The stocks may or may not do so, but at least their dividends should. Dividend stocks were ideal retirement vehicles because the dividends went gently up with inflation and you covered your inflation risk.
The problem with that is the period of funny money, or low interest rates, since 1995 has pushed up stock prices and reduced dividend yields.
Furthermore, the proliferation of stock options for management has discouraged dividends, because management with stock options don’t get the benefit of the dividends. If they own the actual shares, they do, but not with the options.
Companies have tended to do stock buybacks instead, or indeed sometimes both.
Question: Hutch, have dividends become less important to the market and companies overall?
Martin Hutchinson: In the last 30 years, that’s right, most stock returns have come from capital gains.
Investors seeking yields, seeking dividends, have been pushed to find riskier and riskier stocks, because these days you’ve got a lot of stocks that pay dividends out of capital.
For example, in the real estate investment trusts sector, mortgage real estate investment trusts not only pay dividends out of capital but have a huge risk as interest rates go up. Energy master limited partnerships also tend to pay dividends out of capital.
That looks fine for a few years, and then you discover that the capital has disappeared, so you’ve been eating your investment, so to speak. REITs and master limited partnerships have a special tax treatment. They pay more than 90% of their income as dividends, and they don’t pay corporate tax.
Dividends still have a tax advantage. They currently pay 20% tax plus 3.8% Medicare tax, so that’s 23.8%. That’s against the 39.6% normal income tax rate.
Then REITs and MLP dividends pay the full income tax rate.
That at least is one advantage for dividend investing.
Question: Hutch, conventional wisdom tells us that as we get older and closer to retirement, we should be pushing less toward growth stocks and more into high-yielding stocks, but does that still hold up today?
Give us the bottom line on dividend investing.
Martin Hutchinson: The problem with dividend investing these days is if you invest for dividends alone, it’s too risky and you can’t get a decent return.
But I still have one exception to this, which is a special class of stock, the dividend aristocrat.
Those are companies that have increased dividends every year for 30 years or more. There are about 50 or 60 of those. They make very good heirloom stocks that you leave to your grandchildren because the income, while it’s low, tends to increase.
I’ll give you one good example of this.
There’s a company called Emerson Electric that has increased its dividend every year since 1957 and today yields 3.2%, which doesn’t sound all that much, but if it’s going up every year, pretty soon you’ll find you’ve got 5% or 6%.
The other nice advantage of Emerson Electric is that it’s only had three chief executive officers in the last 63 years as well. It’s on its third since 1954.
There’s a wonderful stability about that company that’s managed out of St.
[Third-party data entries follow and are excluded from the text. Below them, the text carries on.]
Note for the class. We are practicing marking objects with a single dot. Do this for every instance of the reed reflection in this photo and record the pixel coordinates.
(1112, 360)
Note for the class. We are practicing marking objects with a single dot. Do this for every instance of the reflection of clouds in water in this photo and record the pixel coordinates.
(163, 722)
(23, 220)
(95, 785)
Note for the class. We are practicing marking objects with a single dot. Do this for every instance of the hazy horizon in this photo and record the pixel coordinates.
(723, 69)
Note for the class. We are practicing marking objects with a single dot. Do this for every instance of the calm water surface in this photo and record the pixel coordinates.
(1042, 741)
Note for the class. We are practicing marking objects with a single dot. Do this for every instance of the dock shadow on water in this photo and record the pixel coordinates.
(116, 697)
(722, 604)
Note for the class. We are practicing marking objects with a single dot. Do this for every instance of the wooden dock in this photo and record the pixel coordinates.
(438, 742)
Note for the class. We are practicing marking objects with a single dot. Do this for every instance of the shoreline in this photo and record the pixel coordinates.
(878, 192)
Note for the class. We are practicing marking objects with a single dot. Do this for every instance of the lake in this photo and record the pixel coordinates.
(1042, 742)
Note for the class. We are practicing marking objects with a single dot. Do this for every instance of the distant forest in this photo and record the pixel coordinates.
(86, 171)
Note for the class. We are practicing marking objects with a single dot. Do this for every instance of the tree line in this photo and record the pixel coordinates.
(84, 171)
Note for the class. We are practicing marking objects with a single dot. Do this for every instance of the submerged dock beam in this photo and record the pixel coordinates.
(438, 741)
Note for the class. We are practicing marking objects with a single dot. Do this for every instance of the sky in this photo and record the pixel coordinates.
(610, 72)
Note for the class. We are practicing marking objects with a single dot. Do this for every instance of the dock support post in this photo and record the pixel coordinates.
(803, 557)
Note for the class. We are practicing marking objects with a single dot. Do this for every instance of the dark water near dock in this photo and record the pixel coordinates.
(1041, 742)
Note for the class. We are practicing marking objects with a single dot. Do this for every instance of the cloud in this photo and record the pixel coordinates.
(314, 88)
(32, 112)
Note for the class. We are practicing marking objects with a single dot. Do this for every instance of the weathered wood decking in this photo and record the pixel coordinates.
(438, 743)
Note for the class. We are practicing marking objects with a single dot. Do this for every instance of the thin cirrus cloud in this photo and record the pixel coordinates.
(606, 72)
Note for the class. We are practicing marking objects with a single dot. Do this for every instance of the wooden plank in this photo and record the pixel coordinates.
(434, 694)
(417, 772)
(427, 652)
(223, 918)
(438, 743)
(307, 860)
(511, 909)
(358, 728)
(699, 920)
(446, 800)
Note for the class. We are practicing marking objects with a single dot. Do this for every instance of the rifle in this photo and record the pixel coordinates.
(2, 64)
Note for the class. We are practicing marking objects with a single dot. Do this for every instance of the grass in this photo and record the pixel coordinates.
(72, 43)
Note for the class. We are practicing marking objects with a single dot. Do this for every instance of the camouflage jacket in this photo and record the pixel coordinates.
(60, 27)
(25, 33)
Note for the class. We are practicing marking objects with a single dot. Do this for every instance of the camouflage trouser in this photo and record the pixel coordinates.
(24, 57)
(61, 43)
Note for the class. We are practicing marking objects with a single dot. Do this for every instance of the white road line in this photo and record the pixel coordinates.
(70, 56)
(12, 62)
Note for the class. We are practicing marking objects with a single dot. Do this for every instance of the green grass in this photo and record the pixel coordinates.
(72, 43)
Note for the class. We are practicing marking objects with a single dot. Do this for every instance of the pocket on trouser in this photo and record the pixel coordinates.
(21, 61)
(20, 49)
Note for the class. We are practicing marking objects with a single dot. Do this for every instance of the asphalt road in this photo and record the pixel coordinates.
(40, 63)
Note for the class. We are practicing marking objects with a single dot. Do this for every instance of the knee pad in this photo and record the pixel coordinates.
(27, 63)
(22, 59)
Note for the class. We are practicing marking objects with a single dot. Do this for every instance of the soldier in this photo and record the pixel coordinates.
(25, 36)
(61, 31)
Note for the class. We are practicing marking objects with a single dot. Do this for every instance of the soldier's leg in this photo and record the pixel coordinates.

Louis, and at the same time it’s some pretty high-tech stuff, electrical connectors and so on.
You’ve got something there that you really could buy and hold for retirement in the traditional way, but there aren’t many others of those.
Question: Wow, heirloom stocks, Hutch. I love it. Thanks for your time today.
Martin Hutchinson: Great to be with you.
Question: This is Wall Street Daily, signing off.